The career of National Union of Students president Andrew Pakes suggests that young people have a more relaxed attitude to sexuality than their elders. Now 26 and an active campaigner for lesbian, gay and bisexual rights since university, he came out as bisexual long before recent revelations about gay cabinet ministers rattled new Labour.

Far more delicate for him is the question of where the NUS stands on student finance, given that he is a member of the party that introduced this year's tuition fees and decided to scrap grants.

Although he led yesterday's lobby of Parliament against tuition charges, he will not support next week's demonstration against fees, organised by the Campaign for Free Education, which wants to keep the grant.

Remembered as a "long-haired left-winger in combat trousers with lots of piercings" and a "big drinker" by former colleagues at Hull University, where he was a student, Mr Pakes has since toned down his politics and his appearance.

But student union activists say that he seems more anxious than some of his predecessors to distance himself from the main Labour leadership, perhaps influenced by the fact that he beat the far-left candidate for his post last April by only 15 votes.

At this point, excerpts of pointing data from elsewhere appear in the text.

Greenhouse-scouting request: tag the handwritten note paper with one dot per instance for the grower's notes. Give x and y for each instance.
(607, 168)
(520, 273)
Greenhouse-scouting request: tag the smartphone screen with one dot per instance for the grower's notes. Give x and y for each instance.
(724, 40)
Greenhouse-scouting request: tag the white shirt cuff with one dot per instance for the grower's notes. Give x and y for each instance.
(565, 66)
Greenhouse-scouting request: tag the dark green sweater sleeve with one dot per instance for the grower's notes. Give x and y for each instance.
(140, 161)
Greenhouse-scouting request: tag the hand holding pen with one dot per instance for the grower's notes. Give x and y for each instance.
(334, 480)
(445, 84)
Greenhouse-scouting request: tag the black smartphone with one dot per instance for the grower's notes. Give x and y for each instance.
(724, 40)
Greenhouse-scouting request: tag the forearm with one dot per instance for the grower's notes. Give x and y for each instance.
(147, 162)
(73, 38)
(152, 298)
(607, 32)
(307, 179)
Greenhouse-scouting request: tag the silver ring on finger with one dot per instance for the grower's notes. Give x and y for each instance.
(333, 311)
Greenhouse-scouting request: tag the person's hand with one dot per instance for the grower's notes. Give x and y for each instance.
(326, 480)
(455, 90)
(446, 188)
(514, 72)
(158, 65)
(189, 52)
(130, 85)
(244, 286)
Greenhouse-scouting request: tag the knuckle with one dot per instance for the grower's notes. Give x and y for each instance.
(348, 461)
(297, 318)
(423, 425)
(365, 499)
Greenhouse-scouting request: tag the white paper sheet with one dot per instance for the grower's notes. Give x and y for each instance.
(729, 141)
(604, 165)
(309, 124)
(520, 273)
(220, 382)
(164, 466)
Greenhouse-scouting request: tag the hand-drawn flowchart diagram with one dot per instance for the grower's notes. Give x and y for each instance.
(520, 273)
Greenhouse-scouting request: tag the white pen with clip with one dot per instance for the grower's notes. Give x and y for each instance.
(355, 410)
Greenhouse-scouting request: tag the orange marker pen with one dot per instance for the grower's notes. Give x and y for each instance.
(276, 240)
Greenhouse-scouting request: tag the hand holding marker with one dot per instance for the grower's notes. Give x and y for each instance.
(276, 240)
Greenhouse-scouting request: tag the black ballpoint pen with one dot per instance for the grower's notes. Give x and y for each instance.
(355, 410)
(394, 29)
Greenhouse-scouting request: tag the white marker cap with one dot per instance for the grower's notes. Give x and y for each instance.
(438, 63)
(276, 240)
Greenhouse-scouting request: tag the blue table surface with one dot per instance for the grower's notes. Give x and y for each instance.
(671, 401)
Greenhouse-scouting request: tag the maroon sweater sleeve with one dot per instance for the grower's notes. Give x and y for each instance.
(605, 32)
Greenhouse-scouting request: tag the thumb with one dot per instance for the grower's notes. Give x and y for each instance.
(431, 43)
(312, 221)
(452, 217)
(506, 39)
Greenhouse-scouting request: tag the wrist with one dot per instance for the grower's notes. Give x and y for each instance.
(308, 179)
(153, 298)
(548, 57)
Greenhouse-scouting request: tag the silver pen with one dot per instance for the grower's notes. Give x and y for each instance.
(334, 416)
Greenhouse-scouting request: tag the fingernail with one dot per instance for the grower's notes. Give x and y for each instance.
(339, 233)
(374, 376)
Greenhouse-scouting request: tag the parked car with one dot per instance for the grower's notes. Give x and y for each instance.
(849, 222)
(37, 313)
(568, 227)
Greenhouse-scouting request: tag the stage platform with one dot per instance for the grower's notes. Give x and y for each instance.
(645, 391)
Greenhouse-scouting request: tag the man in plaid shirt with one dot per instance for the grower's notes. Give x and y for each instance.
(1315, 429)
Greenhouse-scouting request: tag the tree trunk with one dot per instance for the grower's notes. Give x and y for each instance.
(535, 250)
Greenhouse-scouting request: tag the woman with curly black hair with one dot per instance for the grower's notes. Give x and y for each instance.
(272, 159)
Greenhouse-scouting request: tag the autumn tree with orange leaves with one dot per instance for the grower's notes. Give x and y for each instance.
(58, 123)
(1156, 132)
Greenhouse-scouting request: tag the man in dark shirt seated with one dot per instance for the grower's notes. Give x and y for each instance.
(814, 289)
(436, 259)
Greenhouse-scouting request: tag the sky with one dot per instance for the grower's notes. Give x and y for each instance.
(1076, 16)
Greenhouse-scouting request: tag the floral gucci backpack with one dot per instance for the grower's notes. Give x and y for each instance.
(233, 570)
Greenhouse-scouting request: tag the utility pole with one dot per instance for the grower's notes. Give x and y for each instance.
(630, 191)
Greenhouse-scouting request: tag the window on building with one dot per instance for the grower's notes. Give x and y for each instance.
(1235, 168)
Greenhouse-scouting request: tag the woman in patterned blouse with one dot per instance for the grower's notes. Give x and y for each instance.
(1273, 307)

Mr Pakes, said to be politically ambitious, was an active member of the student union at Hull, where he studied politics as an undergraduate and took an MA in environmental management.

Besides leading actions against British Aerospace and Boots, he was involved in environmental and lesbian, gay and bisexual issues. He now claims to be the first green president of NUS.

Mr Pakes is generally regarded as a gentler figure than his immediate predecessor, Douglas Trainer. He has said that he wants the NUS to develop more of its commercial services and regard students as valued customers.